Significant technological advances are often made during periods of crisis and change. Thus it is unsurprising that today's CIOs and IT professionals, confronted with extraordinary challenges—spiking energy bills, underutilized data centers, accelerated data growth—during a time of restricted capital and economic uncertainty are gravitating toward innovative, efficiency-enhancing technological models. Cloud computing is one such model. Originally proposed as a public utility computing model, "on-premise" or "private" cloud computing is emerging as a new technology for the IT-managed data center. It deploys as a complete platform for supporting scalable applications in a way that improves the efficiency of both IT management and operations.
This paper discusses the use of cloud computing in the enterprise data center, the potential friction points associated with the adoption of cloud computing and steps to take to initiate the development of an enterprise "private cloud" as an IT-optimizing technology. In particular, it focuses on the operational and IT processes within the enterprise and how private and hybrid clouds can bring about greater efficiencies within the enterprise data center.
What is a Private Cloud?
A private cloud is a software infrastructure that enables end-users to acquire, configure, and ultimately release data center resources on demand, using automated self-service tools and software services within an enterprise's data center. One of the easiest ways to understand how a private cloud functions is by analogy with web-based e-commerce.
Today, customers expect to be able to shop for and purchase goods and services via the Internet. Successful ecommerce companies (e.g., Amazon.com, Google, eBay, etc.) implement highly scalable web services that are designed to allow as many customers as possible to make separate purchasing or rental transactions simultaneously. Furthermore, to keep sales overhead as low as possible, these e-commerce venues are fully automated and self-service. That is, the goal is to have the web services and the infrastructure (and not a sales person or support person) handle the vendor side of each transaction automatically.
By analogy, a private cloud is a service venue that allows end-users (customers) to search for (shop for) compute infrastructure that is customized to their specific needs (products), to acquire that infrastructure, and when it is no longer needed, to release it back to the IT organization. In the same way that an e-commerce site must support the transactions put forth by many simultaneous customers, a private cloud must be able to scale to handle many simultaneous end-user requests and commands automatically, without human intervention.

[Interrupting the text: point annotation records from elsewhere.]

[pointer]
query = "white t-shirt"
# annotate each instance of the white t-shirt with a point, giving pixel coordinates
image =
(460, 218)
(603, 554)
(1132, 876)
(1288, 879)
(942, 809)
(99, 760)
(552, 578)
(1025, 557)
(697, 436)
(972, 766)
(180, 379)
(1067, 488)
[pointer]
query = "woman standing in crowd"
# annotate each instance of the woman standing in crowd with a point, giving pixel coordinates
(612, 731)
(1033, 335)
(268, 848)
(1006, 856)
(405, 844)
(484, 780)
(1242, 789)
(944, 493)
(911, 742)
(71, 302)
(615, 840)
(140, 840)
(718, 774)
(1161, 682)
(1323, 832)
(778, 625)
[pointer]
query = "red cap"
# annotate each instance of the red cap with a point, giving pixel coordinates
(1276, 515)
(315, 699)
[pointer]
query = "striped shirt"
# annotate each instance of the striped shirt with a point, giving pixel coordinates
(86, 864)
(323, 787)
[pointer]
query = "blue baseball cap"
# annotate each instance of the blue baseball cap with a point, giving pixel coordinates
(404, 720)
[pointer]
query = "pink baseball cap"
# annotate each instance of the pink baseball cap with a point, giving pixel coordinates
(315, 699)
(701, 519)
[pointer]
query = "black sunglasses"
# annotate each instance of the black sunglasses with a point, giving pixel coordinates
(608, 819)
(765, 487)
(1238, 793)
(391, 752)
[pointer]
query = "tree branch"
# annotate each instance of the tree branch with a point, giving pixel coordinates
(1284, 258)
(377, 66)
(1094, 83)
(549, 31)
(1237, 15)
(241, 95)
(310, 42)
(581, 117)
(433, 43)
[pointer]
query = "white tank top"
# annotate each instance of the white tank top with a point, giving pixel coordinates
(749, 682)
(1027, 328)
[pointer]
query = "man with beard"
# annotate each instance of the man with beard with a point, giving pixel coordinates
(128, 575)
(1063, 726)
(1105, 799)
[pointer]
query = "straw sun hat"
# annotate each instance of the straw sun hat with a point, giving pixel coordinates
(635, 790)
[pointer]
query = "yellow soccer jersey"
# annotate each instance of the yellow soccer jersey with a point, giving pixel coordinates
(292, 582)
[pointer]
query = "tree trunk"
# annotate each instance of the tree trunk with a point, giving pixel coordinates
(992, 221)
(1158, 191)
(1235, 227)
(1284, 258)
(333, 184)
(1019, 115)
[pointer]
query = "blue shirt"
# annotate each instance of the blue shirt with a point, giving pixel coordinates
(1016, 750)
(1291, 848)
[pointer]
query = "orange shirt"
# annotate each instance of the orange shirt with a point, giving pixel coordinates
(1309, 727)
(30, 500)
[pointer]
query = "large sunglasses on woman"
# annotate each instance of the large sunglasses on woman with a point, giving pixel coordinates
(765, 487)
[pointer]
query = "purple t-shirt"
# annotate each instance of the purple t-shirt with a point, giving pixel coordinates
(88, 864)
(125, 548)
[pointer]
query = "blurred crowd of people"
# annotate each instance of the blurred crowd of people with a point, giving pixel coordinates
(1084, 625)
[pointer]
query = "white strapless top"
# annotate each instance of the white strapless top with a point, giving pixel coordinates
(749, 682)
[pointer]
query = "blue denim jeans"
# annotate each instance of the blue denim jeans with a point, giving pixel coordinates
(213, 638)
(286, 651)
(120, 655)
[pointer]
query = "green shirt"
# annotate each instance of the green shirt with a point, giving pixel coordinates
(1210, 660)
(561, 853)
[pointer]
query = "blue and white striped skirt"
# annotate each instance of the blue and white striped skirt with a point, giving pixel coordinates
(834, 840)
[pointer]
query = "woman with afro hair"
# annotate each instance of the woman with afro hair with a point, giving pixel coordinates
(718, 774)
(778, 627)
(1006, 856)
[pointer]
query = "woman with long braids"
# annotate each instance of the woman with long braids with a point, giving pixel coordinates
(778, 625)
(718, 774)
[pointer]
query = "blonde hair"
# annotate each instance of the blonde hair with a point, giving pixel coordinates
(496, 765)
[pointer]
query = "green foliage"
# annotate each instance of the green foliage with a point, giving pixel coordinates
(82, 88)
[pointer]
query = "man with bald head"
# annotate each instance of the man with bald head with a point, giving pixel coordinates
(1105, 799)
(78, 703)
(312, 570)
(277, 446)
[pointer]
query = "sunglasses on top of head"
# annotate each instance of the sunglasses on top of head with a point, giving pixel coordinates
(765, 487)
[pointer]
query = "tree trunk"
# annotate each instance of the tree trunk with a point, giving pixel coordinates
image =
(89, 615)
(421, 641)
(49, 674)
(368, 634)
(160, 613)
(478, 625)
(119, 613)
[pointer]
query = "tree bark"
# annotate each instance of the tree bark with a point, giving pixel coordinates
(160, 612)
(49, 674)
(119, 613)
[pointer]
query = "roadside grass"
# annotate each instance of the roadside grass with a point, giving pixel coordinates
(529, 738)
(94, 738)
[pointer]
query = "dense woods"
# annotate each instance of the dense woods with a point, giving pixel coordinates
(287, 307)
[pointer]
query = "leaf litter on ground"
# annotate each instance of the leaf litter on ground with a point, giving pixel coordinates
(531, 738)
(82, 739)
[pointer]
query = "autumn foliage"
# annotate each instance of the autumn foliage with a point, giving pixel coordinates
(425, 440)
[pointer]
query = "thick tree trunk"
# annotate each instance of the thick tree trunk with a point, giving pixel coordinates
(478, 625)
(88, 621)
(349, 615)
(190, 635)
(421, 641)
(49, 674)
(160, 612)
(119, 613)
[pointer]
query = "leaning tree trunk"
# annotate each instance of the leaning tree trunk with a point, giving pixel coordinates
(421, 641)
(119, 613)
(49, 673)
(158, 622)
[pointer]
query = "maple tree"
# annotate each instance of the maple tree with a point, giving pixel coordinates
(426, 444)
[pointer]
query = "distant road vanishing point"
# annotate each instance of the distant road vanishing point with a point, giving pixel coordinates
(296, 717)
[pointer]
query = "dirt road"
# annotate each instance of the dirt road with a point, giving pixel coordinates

Similarly, to keep management overhead to a minimum, private clouds support self-service interfaces and tools so that the cloud services (and not system administrators) implement each user's request directly and automatically. The "product" in this rental analogy, is typically a "virtual machine" that has either been preconfigured with a specific set of software applications, or can be customized by the end-user directly once the acquisition transaction is complete.
Gating Concerns: Operational Changes, Governance, and Costs
For the IT organization, a self-service approach to infrastructure management can offer organization efficiency gains, but not without consideration for potential changes to operational processes, governance policies, and cost structure.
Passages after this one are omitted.